Located at an existing Givaudan facility in the city-state, the Protein Innovation Centre is staffed by experts from both companies and will host startups, food processing companies, and academic research teams from across the Asia-Pacific region in order to co-develop plant-based protein products.
Geneva-based Givaudan has been producing flavorings, fragrances, and active ingredients for the food and cosmetic industries since 1895. Its Uzwil-based compatriot Bühler has been going since 1860, manufacturing equipment for food processing and production plants.

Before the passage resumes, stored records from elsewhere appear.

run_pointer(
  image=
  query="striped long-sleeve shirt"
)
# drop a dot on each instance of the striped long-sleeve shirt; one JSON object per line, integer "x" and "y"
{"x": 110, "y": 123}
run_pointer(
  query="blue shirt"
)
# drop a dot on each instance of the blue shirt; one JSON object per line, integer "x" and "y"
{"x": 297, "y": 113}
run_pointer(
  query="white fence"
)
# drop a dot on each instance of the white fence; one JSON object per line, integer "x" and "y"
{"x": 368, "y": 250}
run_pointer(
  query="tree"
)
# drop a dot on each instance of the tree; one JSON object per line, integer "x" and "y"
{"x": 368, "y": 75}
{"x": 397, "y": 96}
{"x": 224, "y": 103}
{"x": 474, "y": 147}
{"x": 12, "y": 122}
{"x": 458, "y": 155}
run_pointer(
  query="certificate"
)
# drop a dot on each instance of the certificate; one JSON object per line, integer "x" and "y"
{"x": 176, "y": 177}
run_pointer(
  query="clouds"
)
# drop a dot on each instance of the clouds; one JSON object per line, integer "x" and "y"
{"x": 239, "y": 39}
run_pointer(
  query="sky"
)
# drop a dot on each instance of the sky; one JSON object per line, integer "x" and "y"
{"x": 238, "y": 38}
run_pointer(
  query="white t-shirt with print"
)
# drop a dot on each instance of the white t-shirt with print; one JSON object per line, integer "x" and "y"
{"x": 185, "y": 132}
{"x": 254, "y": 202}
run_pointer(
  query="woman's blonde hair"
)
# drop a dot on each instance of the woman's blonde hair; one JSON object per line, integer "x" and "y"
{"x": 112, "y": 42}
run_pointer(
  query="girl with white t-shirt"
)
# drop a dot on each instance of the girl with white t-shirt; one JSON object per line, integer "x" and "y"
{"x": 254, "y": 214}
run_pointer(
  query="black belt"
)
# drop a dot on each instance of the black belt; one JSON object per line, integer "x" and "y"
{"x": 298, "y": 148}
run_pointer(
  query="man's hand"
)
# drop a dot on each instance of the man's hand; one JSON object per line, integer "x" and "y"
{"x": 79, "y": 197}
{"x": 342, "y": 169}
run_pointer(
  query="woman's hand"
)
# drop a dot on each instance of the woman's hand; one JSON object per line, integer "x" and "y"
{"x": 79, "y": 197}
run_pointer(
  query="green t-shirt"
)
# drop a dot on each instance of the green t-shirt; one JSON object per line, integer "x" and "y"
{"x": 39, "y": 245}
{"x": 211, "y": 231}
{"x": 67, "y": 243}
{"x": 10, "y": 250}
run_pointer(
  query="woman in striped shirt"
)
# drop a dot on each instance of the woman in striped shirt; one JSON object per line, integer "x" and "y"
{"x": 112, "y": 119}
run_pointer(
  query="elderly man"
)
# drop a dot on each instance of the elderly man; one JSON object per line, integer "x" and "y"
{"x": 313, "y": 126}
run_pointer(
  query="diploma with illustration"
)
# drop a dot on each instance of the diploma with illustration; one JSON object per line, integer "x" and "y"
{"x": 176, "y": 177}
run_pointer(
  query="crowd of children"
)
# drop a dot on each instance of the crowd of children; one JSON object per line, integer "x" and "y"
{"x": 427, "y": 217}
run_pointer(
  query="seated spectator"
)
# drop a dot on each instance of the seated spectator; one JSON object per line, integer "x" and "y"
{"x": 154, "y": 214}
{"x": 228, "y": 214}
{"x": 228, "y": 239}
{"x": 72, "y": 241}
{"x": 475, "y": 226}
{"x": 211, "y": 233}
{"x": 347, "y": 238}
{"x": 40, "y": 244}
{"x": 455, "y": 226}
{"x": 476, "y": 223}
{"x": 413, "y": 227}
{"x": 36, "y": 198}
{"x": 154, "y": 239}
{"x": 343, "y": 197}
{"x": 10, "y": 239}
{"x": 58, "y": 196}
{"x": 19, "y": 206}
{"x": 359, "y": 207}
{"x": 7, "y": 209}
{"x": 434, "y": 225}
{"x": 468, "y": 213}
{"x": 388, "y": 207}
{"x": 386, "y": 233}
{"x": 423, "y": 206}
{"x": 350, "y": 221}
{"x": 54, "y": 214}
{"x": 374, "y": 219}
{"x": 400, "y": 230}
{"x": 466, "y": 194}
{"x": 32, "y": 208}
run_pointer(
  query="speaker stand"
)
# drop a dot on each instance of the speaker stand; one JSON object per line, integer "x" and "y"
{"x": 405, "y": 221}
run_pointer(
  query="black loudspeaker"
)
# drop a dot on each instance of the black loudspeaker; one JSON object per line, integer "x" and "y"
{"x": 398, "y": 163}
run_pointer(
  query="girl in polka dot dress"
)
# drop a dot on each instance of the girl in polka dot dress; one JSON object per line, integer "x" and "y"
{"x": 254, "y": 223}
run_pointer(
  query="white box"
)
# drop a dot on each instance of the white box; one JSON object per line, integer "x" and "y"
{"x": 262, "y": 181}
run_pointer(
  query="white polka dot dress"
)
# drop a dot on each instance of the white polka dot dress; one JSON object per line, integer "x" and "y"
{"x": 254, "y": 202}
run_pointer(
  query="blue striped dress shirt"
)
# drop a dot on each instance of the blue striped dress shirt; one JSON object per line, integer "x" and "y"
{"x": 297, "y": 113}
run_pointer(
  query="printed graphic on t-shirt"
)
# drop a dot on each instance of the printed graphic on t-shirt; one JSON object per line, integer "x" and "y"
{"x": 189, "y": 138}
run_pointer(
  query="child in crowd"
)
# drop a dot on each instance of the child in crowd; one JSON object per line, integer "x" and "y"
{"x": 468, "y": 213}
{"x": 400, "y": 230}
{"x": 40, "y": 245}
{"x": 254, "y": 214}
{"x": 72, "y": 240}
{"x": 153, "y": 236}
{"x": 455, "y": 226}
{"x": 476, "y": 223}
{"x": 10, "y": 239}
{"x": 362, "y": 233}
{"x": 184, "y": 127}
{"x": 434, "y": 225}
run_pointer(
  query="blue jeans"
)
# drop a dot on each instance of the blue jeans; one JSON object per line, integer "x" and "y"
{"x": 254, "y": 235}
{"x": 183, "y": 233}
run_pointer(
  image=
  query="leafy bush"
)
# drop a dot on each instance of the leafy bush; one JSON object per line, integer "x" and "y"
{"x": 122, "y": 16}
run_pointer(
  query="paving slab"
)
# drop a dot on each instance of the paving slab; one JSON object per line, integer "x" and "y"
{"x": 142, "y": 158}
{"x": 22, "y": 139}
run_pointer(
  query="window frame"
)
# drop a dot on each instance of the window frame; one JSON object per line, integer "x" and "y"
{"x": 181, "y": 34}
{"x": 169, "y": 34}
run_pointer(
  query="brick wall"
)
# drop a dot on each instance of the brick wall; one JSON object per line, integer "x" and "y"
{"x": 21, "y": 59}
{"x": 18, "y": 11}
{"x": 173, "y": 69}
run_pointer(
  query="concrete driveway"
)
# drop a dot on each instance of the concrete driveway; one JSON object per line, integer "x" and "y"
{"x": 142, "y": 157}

The latter has kitted out the Protein Innovation Centre with a pilot-scale wet and dry extruder, which will allow tenants to transform base protein ingredients into meat-like textures. The center’s wet extrusion technology “delivers a fibrous structure more akin to muscle, and higher protein content, as compared with dry extruded products,” the two partners said in a statement.
“By bringing flavor solutions that are vegetarian, vegan, plant-based, and natural, as well as technologies such as wet extrusion to Singapore and the region, we are helping to make plant-based foods more delicious, authentic, and accessible to business and consumers,” said Givaudan Taste & Wellbeing Asia-Pacific president Monila Kothari.
“Through the Protein Innovation Centre, we aim to create an ecosystem that supports startups and food businesses in an environment of co-creation. The Centre will provide them access to the expertise, networks, and technology required to create authentic plant-based protein alternatives that meet consumer needs and expectations,” she added.
The facility – which will initially be able to produce up to 40 kilograms of plant-based protein per hour – also features test kitchens, food storage capabilities, and a viewing area for live demonstrations and tastings.
Bühler chief technology officer Ian Roberts described Singapore as being “at the core of Southeast Asia’s vibrant food ecosystem,” adding that the new center is “a step towards achieving our vision of a collaborative and sustainable future of food.”
“The Protein Innovation Centre will not only enable the development of more plant-based protein products across Asia, it will also ensure delicious products can be scaled to the production volumes required to create a positive environmental impact on our food chains,” he said.
Givaudan and Bühler first announced their intention to open a joint R&D facility in Singapore for plant-based proteins early last year. Since then, a raft of international companies – from established corporates to growth-stage startups – have set up in the city-state, looking to take advantage of local tech capabilities and infrastructure, government-backed incentives, and an open-minded attitude to alt-protein – as well as the country’s helpful location between major emerging markets like China, India, and Indonesia.
Last week, US agribusiness firm ADM opened its own plant-based protein innovation center in Singapore. Its lab will work on work on “tailor-made solutions for the Asian consumer palate,” with a focus on flavor and texture combinations, fats, and binding properties.
Swedish alt-dairy startup Oatly – which recently filed for a $10 billion New York IPO – is establishing a $22 million production facility in Singapore alongside local beverage maker Yeo’s. The factory will produce an estimated 60 million liters of oat-based milk per year, most of which is expected to supply the Chinese market. Another alt-dairy startup, US-based Perfect Day, agreed to set up a Singapore R&D facility in collaboration with the country’s Agency for Science, Technology, and Research (A*STAR) at the end of last year.
Tackling both plant-based and cell-cultured protein products, US-based Eat Just is jointly investing $100 million alongside fund manager Proterra to build a plant-based protein factory in Singapore. Eat Just secured the world’s first regulatory approval for a cell-cultured meat product in Singapore last December, with the country’s food watchdog clearing its ‘lab-grown’ chicken bites for sale to the public. Last week the US startup partnered with delivery app Foodpanda in Singapore, making cell-cultured meat dishes available for home delivery for the first time.